Love The Rule of Law!

Since I’ve been out of communication for so long, I thought I ought to re-state my position and some of my core values, while continuing my long-running diatribes.

Everything I write, these days, seems to align me with the intolerant, conservative right-wing, in Britain. Honestly, I’m not one of them.

Ever since I was a student, I’ve aligned myself with the left. It is my natural constituency, but that’s why I am concerned by the direction their journey has taken them. You can’t expect the right to do the right thing, but when the civil rights movements lose their way, who is left to stand for justice and truth?

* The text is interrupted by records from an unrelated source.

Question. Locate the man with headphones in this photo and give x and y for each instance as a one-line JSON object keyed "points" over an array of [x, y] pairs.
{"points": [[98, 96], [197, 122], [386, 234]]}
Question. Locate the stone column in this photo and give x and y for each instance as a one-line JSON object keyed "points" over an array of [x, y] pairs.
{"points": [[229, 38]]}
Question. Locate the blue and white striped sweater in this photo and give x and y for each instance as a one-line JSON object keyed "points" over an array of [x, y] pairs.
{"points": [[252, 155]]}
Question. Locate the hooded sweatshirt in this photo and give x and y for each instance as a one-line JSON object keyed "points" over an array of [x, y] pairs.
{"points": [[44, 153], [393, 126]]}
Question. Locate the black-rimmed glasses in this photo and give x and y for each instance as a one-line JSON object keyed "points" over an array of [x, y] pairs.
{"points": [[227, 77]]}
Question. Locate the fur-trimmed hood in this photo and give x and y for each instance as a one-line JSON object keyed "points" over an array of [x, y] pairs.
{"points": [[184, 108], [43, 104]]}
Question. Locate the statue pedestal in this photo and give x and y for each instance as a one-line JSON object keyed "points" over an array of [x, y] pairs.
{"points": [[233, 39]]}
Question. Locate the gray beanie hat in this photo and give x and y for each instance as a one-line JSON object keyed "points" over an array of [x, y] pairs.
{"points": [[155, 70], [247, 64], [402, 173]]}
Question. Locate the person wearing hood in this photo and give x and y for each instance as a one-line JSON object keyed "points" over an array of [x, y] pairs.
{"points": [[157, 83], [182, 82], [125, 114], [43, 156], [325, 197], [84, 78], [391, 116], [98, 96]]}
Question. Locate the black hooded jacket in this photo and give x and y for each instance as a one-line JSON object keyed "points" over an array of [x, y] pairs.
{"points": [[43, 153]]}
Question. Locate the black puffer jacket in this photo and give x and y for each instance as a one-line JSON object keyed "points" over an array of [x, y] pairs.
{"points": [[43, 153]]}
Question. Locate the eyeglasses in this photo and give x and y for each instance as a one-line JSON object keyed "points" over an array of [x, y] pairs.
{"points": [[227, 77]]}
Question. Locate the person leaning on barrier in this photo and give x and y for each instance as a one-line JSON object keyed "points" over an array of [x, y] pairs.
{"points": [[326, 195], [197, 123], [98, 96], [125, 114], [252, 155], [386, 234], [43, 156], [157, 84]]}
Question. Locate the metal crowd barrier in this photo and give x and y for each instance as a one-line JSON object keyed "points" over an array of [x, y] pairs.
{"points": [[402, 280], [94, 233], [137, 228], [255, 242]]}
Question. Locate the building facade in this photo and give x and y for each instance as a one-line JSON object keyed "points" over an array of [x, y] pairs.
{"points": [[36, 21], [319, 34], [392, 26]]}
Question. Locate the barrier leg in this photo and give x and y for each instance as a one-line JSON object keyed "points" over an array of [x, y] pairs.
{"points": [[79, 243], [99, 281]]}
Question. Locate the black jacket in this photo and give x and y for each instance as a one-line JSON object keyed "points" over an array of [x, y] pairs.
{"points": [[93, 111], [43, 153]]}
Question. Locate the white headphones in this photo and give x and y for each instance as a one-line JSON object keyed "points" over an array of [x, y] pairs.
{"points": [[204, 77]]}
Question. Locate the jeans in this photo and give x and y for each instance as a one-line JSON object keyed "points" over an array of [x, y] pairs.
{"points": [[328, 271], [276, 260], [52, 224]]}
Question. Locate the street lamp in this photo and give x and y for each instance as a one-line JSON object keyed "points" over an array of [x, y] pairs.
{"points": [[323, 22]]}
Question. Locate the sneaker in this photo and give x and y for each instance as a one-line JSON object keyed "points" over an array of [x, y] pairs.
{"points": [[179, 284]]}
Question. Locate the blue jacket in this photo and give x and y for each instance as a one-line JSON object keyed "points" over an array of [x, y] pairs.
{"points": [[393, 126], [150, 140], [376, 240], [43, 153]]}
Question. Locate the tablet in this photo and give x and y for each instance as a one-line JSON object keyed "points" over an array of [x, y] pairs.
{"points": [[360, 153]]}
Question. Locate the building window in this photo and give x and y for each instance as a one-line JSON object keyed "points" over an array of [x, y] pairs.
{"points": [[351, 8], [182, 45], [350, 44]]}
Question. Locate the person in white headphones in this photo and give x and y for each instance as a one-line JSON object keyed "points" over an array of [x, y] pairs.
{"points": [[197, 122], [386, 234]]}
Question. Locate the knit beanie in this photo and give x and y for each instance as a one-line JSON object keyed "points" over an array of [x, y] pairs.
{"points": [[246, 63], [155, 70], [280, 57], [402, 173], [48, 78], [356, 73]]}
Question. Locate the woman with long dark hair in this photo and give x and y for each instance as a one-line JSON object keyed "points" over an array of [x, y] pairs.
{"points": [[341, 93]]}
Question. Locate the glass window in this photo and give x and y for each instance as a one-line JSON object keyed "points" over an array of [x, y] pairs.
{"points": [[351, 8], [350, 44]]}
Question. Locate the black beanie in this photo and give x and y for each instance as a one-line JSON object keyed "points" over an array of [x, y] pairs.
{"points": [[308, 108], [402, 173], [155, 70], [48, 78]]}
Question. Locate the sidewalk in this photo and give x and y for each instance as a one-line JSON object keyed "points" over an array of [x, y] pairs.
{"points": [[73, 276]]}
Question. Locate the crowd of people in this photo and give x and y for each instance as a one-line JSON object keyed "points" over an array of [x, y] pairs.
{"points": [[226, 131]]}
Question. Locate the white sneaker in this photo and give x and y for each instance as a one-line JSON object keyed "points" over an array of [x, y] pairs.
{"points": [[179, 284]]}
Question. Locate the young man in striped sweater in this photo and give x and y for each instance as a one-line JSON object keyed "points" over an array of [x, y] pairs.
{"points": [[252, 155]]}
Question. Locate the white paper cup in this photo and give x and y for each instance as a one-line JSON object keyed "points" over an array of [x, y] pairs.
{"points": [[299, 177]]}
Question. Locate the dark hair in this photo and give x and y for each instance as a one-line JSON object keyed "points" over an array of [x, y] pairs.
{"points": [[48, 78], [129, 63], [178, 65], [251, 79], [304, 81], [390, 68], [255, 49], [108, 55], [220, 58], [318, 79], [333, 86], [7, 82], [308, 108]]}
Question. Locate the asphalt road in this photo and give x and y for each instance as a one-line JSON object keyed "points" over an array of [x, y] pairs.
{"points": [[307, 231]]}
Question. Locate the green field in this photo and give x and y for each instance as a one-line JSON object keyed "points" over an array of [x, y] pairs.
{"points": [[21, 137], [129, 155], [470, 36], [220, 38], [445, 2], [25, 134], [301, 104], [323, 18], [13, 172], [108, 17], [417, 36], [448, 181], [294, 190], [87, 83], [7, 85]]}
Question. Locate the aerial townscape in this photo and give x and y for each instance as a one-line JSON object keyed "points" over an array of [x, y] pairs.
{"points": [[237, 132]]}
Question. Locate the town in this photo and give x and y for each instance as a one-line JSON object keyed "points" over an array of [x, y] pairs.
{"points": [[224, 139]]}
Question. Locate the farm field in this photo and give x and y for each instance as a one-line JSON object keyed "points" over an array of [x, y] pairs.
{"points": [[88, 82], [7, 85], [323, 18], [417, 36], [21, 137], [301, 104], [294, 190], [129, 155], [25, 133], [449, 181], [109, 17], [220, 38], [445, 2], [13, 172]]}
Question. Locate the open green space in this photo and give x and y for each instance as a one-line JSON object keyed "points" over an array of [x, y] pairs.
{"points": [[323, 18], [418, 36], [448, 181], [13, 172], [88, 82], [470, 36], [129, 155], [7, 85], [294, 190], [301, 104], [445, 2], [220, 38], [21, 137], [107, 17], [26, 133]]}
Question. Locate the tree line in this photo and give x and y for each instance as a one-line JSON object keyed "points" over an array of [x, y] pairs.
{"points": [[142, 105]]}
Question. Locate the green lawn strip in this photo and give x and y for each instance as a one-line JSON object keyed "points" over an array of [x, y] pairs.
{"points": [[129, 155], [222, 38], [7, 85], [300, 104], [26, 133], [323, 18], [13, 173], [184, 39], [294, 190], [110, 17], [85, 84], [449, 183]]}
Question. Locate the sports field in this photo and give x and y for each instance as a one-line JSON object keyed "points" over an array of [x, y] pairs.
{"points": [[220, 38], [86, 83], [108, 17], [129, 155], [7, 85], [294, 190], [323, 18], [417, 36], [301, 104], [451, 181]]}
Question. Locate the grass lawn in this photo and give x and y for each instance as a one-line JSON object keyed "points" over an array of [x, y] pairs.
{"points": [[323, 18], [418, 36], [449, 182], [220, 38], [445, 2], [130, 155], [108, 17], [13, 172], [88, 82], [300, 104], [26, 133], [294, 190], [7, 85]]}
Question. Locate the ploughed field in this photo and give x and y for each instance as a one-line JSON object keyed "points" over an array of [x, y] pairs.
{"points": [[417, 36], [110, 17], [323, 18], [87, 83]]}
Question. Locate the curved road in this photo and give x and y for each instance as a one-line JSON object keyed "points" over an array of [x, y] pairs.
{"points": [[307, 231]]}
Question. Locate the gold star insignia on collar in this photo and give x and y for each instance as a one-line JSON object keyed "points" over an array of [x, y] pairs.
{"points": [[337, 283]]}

I believe every individual human being is equally valuable because each contains a small, flickering flame of human consciousness, of sentience: by far our most precious asset. The same flame, of the same brightness and quality, seems to burn in each of us, and we crave communion – a merging of these tongues of fire – but we are condemned to live alone, because we don’t have direct access to each other’s experience.

Our sealed-in individualism makes us self-serving and overly indulgent of our own needs, but also flawed and limited in our abilities. We need to co-operate to survive.

We should, therefore, strive to build and maintain societies that foster empathy and compassion, that demand equality of respect for all individuals. In other words, I am a socialist: a believer in the virtue of civil society. 

Such societies need to be organised and administered. Its members need to agree on a set of rules that all will follow, because we can’t be certain to always make the right decision, no matter how sincerely we believe in our perspective on a thing. This is The Rule of Law, and it needs to be inviolable. To take the law into your own hands, even if you truly believe that your position is morally justifiable, is to break the pact with the other members of your community. If sincerity of belief allows you to break the rules, then, presumably it allows everyone to break the rules.

One thing we should have learned from Donald Trump’s America, from Charlottesville and the storming of the Capitol, is that the far right is always going to be more willing to take direct action to more violent extremes because, by definition, the left enshrines respect and care for others, and the right does not. So, if we resort to methods of unilateral violence, if we pursue conflict, we are enabling the far right and they are likely to be more ruthlessly destructive than we are. The fact that they are short-sighted in their violence, and will live to regret it, will be no comfort to us when they have dismantled everything we value and have worked for. 

We should remember, in our antipathy to society that it was Mrs. Thatcher, our most ultra-capitalist political leader who stated that there was “no such thing as society.” The Alt-Right have adapted very easily to the role of the rebels. Perhaps we shouldn’t be so ready to celebrate Social Justice Warriors. Warriors live by, and spread, conflict and division. Conflict and division will destroy us.